En su pluriempleo, en la actividad frenética que ha desarrollado toda la vida, enseñó baloncesto en cinco colegios de Vélez, aprendió en el club sobre silla de ruedas de la capital, logró el título de entrenador nacional y… llegó el momento en que se montó el Amivel. «Al principio tuvimos el rechazo de las propias personas con discapacidad; los trabajadores sociales de la comarca fueron explicando el proyecto por los municipios, pero la silla de ruedas tenía una carga muy peyorativa. Y eso que se trata de un deporte que tiene mucho más valor que el normalizado», expone. A la gente le daba mucho reparo salir a la palestra, mostrarse con su discapacidad y sobre su silla en una pista delante del público. Pero ésa, continúa, supone la verdadera superación: la exposición ante los demás como cada uno es. Cuenta también cómo a día de hoy poco a poco los deportistas van normalizando saltar a la cancha y comparten las experiencias con sus discapacidades, sus prótesis, sus tratamientos.
Sea como sea, el proyecto fue cuajando hasta que llegó a la categoría más alta. En estas más de cuatro décadas que Paco Aguilar lleva en el deporte, lo que más valora que ha sucedido es el incremento de la visibilidad de las actividades que desarrollan las personas con discapacidad. Aunque también observa que a las mujeres les ha costado más salir por el sobreprotecionismo familiar, si bien considera que esto también poco a poco se va superando. En todo caso, los equipos pueden ser mixtos, como lo es el Amivel: entre sus filas se cuenta una mujer, la mexicana Vicky Pérez.

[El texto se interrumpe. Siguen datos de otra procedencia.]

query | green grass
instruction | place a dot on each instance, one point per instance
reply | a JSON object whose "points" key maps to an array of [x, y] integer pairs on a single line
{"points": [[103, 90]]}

Y es precisamente esta circunstancia la que invita a Paco Aguilar a explicar cómo funciona el deporte en el que participan personas con diversidad funcional y qué es lo que le hace verdaderamente inclusivo. Cuando un equipo de baloncesto en silla de ruedas salta al terreno de juego tiene que hacerlo con una puntuación de 14,5 puntos, lo que asegura una inserción de todo tipo de perfiles, porque a cada grado de discapacidad corresponde una cifra, desde 1 a 4,5, de menor a mayor. Esto supone que si son cinco jugadores, habrá de haber en la cancha siempre personas con calificaciones de 1 o de 2. Además, para favorecer que las mujeres jueguen, a su nivel de discapacidad se le resta 1,5 puntos. Se trata de una medida de discriminación positiva que Aguilar respalda.
Pero la iniciativa de Paco Aguilar no se ciñe a lo estrictamente deportivo. «Las personas con discapacidad no hacían más que decirme: 'Estamos hartas de hacer cursillos, pero nadie nos contrata'. Así que junto a Francisco Delgado Bonilla, que era inspector de trabajo y que también fue alcalde de Vélez, pusimos en marcha el Centro Especial de Empleo, que es una empresa que sólo ocupa a personas con discapacidad, que se dedican a muchas actividades, como la carpintería, la cerámica, el transporte, la eliminación de barreras arquitectónicas...».
Deportista, maestro, activista, emprendedor... entusiasta, locuaz y elocuente, salta de la teoría de la inclusión a su práctica. Un ejemplo, no de superación de las dificultades, sino de su normalización. Los seres humanos todos son distintos. Pero sólo hay unos pocos a quienes se puede calificar de singulares, imprescindibles para la comunidad.